The University of Wisconsin-Madison is offering a new course next semester titled “The Problem of Whiteness.”

The course description reads, “Have you ever wondered what it really means to be white? If you’re like most people, the answer is probably “no.” But here is your chance!”

It will be taught by Professor Damon Sajnani, who is a self-described “international radical” professor and known to be controversial on Twitter on issues like police brutality and the Ku Klux Klan.

“Critical Whiteness Studies aims to understand how whiteness is socially constructed and experienced in order to help dismantle white supremacy,” the course description continues.

This course is not going over well with some, including Wisconsin Rep. Dave Murphy. Murphy is the chairman of the Assembly Committee on Colleges and Universities and has asked the university to cancel the course, threatening to pull funding.

“I am extremely concerned that UW-Madison finds it appropriate to teach a course called, ‘The Problem of Whiteness,’ with the premise that white people are racist,” Murphy said in a statement regarding the class.

Murphy also shows concerns about the professor in his statement.

“Even more troubling, the course is taught by a self-described ‘international radical’ professor whose views are a slap in the face to the taxpayers who are expected to pay for this garbage.”

The legislator is prompting the university to discontinue the course.
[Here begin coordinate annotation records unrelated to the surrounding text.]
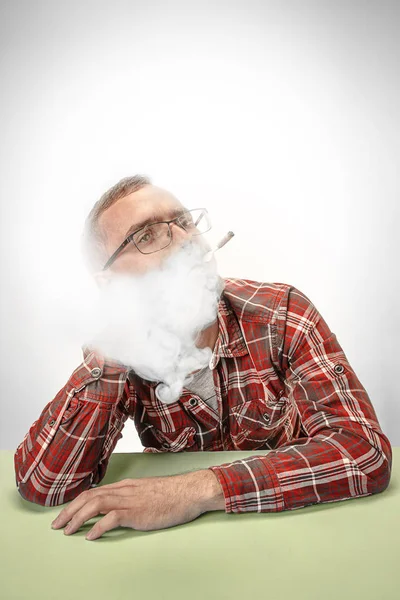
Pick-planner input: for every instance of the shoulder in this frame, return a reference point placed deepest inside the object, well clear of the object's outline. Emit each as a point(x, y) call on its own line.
point(265, 301)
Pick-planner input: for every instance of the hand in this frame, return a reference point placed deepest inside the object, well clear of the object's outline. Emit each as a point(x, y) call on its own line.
point(143, 504)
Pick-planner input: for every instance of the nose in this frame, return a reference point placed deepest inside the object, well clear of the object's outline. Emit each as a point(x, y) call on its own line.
point(180, 234)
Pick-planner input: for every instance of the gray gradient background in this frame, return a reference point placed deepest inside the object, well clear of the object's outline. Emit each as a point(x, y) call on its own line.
point(281, 117)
“If UW-Madison stands with this professor, I don’t know how the University can expect the taxpayers to stand with UW-Madison.”

Milwaukee Country Sheriff David Clarke is also chiming in on the situation as he wrote on Twitter, “This is racism against white people. ALL racism is wrong. This garbage is being taught at a state funded school.”
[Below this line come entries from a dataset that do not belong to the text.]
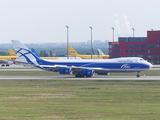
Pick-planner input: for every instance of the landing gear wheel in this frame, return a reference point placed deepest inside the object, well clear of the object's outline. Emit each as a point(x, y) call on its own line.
point(138, 74)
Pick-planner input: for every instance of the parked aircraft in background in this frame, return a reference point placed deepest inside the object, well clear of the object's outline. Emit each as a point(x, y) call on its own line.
point(100, 52)
point(79, 67)
point(74, 53)
point(35, 52)
point(8, 60)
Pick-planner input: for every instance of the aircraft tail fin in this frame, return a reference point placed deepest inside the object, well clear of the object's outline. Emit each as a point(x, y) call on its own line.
point(24, 54)
point(72, 51)
point(35, 52)
point(11, 52)
point(100, 52)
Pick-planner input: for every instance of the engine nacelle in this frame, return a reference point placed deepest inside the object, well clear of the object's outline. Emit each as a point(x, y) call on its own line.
point(65, 70)
point(87, 72)
point(8, 62)
point(103, 73)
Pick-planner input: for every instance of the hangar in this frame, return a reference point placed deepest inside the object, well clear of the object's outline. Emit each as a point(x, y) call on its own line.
point(145, 47)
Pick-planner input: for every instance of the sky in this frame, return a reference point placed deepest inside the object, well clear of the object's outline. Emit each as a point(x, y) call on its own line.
point(44, 21)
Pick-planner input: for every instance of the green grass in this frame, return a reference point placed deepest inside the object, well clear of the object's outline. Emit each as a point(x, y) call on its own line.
point(47, 73)
point(79, 100)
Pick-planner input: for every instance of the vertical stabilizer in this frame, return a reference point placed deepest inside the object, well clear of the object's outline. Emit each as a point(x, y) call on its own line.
point(35, 52)
point(72, 51)
point(11, 52)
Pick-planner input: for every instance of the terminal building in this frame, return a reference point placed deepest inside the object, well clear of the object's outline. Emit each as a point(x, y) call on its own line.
point(145, 47)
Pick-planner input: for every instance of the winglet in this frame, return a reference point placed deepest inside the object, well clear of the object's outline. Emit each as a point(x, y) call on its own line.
point(100, 52)
point(23, 53)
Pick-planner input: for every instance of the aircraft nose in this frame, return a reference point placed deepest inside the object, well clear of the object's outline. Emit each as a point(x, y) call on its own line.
point(150, 65)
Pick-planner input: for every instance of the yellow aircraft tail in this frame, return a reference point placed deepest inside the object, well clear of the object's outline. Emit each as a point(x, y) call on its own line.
point(11, 52)
point(72, 51)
Sajnani is standing his ground. “Good day haters! Keep fueling me with your Tomfoolery. The angrier whites are about interrogating their identity the greater is the need 4 it,” he wrote yesterday on Twitter.

The course is receiving both negative and positive feedback online.

“‘The problem with whiteness’ this is low. I am no racist and don’t deserve to be treated that way because of my race,” one person writes on Twitter.

Another person wrote, “My only complaint about this course is that I already graduated from the UW and can’t take it.”

The university is not backing down either, releasing a statement saying the course, “will benefit students who are interested in developing a deeper understanding of race issues.”